Ottawa’s Calian Group eyes R&D investments, acquisitions in 2018

Kanata company records $15.4M profit in fiscal 2017 year, up 8.5%
Kevin Ford
Calian Group CEO Kevin Ford.

Buoyed by a recent contract renewal that could be worth $1 billion over the next 12 years, Ottawa’s Calian Group called its financial position “very strong” as it announced a jump in fourth-quarter revenues this week.

Calian (TSX:CGY) reported revenues of $72.3 million for the three-month period ending Sept. 30, an increase of five per cent over the $68.8 million it posted a year earlier. The company said its revenues in fiscal 2017 totalled $275.4 million, a slight increase over its fiscal 2016 total of $274.6 million.

CEO Kevin Ford sounded an upbeat tone in his quarterly remarks, pointing to Calian’s renewed deal to provide health-care services to the Canadian military that could extend as long as 12 years and be worth up to $1 billion. The new contract, which kicks when the current deal with the Department of National Defence expires next April, also includes members of the RCMP and Veterans Affairs.

“Once again, the team has delivered solid results for our shareholders,” Mr. Ford said in a statement. “Clearly, the recent announcement of our re-win of the DND health services contract which now includes RCMP and Veterans Affairs will be a highlight for the year.”

Calian posted a net profit of $4.3 million, a 27 per cent increase over the $3.4 million it earned in the same quarter in 2016. For fiscal 2017 as a whole, the company earned a net profit of $15.4 million, up from $14.2 million a year earlier.

“The results for this quarter continue to show a solid base of business in all of our service offerings,” chief financial officer Jacqueline Gauthier said in a statement, adding the firm improved its gross margins and boosted its net earnings “significantly” in the fourth quarter.

2018 outlook

Mr. Ford, who has overseen five acquisitions since he joined the company in 2010, said Calian will “continue to search proactively” for opportunities to acquire firms that can help it diversify its customer base and expand its service offerings.

He also said R&D spending will continue to be a priority for Calian, which employs more than 2,900 people.

“With over 64 consecutive profitable quarters, positive cash flows, a strong balance sheet and enviable backlog, our financial position is very strong, which provides the facility to continue to invest in innovation,” Mr.

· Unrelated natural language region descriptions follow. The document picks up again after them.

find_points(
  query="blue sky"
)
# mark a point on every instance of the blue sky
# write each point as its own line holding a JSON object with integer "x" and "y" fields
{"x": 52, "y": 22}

Ford said.

Calian operates five main service lines: health care, training, IT, engineering and manufacturing. The company said it expects earnings to continue to grow in “most or all of its service lines” in the new fiscal year but cautioned that revenues are “ultimately dependent on the extent and timing of future contract awards as well as customer utilization of existing contracting vehicles.”

Calian said it expects revenues for fiscal 2018 to be in the range of $290 million to $310 million and is forecasting a net profit of between $1.90 and $2.20 per share.